Shortening development gap
With the advent of the internet age, the development of information technology became an important criterion to measure a country’s comprehensive national strength. In the 1980s, the economic power of Japan and Western Europe once almost reached the level of the US. However, the US’s R&D of information technology helped its economy realize a rapid leap in the 1990s. In fact, most developed countries invested heavily at that time into the research of information technology, which led the innovation of their economic development modes. In contrast, the economically relatively backward countries lagged further behind due to their low levels of cyber information. 


However, the technology gap between developed and less developed countries is shortening. The infrastructure in many less developed countries or regions has been considerably enhanced and informatization levels have continued improving. In addition, as internet technology breaks universities’ and research institutes’ long-held dominance of knowledge , it provides channels for people from every country, especially those less developed, to obtain knowledge.


Currently, the contrast in economic power among emerging economies, developing countries and traditional developed countries has greatly changed, and internet technology is playing an immeasurable role in this. The fourth industrial revolution featuring artificial intelligence, clean energy, robot technology and quantum information technology is accelerating, and if less developed countries can capture this economic opportunity, they might grow by leaps and bounds.
 

 

Online opinion affects politics
The internet provides an important platform for the general public to express their individual political opinions, which allows ordinary people to participate in political decision-making. No government should ignore this force since it has in a substantial sense made governmental decisions more democratic, rational and transparent. As a country’s diplomatic relations and foreign policy are usually a focal point for people’s attention, public opinion can exert a major influence on a government’s foreign policy formulation and international political relations.


At the same time, online opinion, if guided and abused in a malignant way, will have an immense negative effect on international relations. As the French social psychologist Gustave Le Bon points out in his work The Crowd: A Study of the Popular Mind, after integrating into a group, the individual can easily take on characteristics such as being impulsive, fanatical and credulous. If fake information widely spreads or is misinterpreted out of context, becoming prevalent while being misleadingly vague, there will be pressure on the government and a negative social impact, which brings further side-effects to international political relations.

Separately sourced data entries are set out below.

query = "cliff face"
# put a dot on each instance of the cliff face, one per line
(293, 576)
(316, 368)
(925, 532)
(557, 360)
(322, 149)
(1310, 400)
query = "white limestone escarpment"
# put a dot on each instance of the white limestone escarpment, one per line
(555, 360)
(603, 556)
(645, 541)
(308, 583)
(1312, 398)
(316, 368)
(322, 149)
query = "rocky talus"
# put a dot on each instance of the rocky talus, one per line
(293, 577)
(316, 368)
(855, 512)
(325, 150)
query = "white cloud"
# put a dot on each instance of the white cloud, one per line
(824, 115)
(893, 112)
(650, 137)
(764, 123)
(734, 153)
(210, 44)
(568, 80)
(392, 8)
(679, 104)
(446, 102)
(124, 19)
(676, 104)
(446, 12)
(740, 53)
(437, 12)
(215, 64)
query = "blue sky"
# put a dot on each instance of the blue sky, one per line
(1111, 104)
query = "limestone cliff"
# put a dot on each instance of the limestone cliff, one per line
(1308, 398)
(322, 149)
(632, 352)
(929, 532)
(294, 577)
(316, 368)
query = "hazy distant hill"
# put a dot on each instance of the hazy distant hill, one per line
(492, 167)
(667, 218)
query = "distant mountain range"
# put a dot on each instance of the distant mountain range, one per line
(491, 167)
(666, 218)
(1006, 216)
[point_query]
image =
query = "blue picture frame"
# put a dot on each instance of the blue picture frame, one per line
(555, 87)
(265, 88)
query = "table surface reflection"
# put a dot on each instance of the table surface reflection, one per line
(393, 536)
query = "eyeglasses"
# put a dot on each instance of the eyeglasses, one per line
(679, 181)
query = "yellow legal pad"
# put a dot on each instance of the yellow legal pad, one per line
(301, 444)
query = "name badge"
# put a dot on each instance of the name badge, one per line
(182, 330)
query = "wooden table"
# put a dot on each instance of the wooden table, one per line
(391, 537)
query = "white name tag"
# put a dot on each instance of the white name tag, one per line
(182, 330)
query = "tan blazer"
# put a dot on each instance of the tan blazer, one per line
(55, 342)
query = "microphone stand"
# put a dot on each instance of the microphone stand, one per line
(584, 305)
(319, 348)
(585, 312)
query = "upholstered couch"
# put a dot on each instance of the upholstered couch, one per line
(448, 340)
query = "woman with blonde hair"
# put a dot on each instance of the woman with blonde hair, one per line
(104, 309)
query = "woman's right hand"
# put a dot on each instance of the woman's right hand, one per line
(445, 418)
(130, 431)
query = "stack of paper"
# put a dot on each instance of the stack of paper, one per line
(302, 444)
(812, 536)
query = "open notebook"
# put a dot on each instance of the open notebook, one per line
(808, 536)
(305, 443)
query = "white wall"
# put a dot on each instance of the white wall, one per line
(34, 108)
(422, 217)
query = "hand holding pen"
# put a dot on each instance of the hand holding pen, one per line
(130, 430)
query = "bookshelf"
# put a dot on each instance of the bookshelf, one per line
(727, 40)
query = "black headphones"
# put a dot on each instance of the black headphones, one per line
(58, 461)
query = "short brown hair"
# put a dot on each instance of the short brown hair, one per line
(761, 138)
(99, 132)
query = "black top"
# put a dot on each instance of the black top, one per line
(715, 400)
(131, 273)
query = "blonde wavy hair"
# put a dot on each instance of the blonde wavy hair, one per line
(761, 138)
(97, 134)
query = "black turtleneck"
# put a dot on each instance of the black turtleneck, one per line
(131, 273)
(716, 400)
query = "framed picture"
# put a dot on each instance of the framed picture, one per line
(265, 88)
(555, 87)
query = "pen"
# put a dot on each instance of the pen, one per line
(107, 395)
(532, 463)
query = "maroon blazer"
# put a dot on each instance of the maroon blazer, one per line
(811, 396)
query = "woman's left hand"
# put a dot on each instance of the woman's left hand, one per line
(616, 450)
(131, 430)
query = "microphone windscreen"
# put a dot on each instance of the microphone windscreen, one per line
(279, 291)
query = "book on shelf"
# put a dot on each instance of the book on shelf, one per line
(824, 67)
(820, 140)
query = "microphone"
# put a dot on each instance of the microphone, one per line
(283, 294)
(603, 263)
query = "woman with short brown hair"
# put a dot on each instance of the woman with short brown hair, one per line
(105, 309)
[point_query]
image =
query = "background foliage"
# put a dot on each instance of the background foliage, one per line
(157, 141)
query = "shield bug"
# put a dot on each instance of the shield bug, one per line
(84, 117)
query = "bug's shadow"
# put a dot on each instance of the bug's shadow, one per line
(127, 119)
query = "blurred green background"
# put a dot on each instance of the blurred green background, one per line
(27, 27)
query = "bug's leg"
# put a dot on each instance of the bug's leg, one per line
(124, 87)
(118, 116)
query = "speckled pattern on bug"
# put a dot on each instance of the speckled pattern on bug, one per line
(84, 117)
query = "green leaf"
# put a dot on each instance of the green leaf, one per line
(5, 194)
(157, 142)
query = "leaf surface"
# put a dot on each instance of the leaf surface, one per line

The extensive application of the internet of things, big data, cloud computing and other new-generation internet technology has also bred new types of cybercrime. For example, the cost of global cybercrime reached 600 billion dollars in 2017, accounting for about 0.8 percent of the total volume of global GDP. Cybercrime has inflicted increasingly huge economic losses on the development of countries and severely affected national information security. Therefore, it is imperative that countries cooperate and tackle cybercrime in coordination, as it is in their common interest.

 

Cyber space shapes warfare
With the advent of the technology revolution represented by the internet, American forces have launched network-centric warfare, initiating a new military revolution. Information dominance has become the key to success. As cyber space has become the new battlefield, each country is accelerating its military transformation. The radical changes that internet technology has brought to the forms of war are exerting a major influence on international politics and military patterns.


Meanwhile, multimedia technology, combined with modern communication technology, also has a growing impact on warfare. During the Iraq War, the American forces used many high-tech news and journalism tools, reporting military strategies such as “decapitation strikes” and the “shock and awe campaign”  by means of almost live broadcasts. This had a large negative effect on the morale of the Iraqi army and its people, accelerating the process of ending the war. In addition, by means of modern information technology and online transmission technology, the people’s will concerning warfare can be more easily and speedily expressed, which exercises more restraints upon warfare.

 

Cai Chunlin and Chen Yu are respectively from the School of Economics and Commerce at Guangdong University of Technology and the China Institute for WTO Studies at the University of International Business and Economics.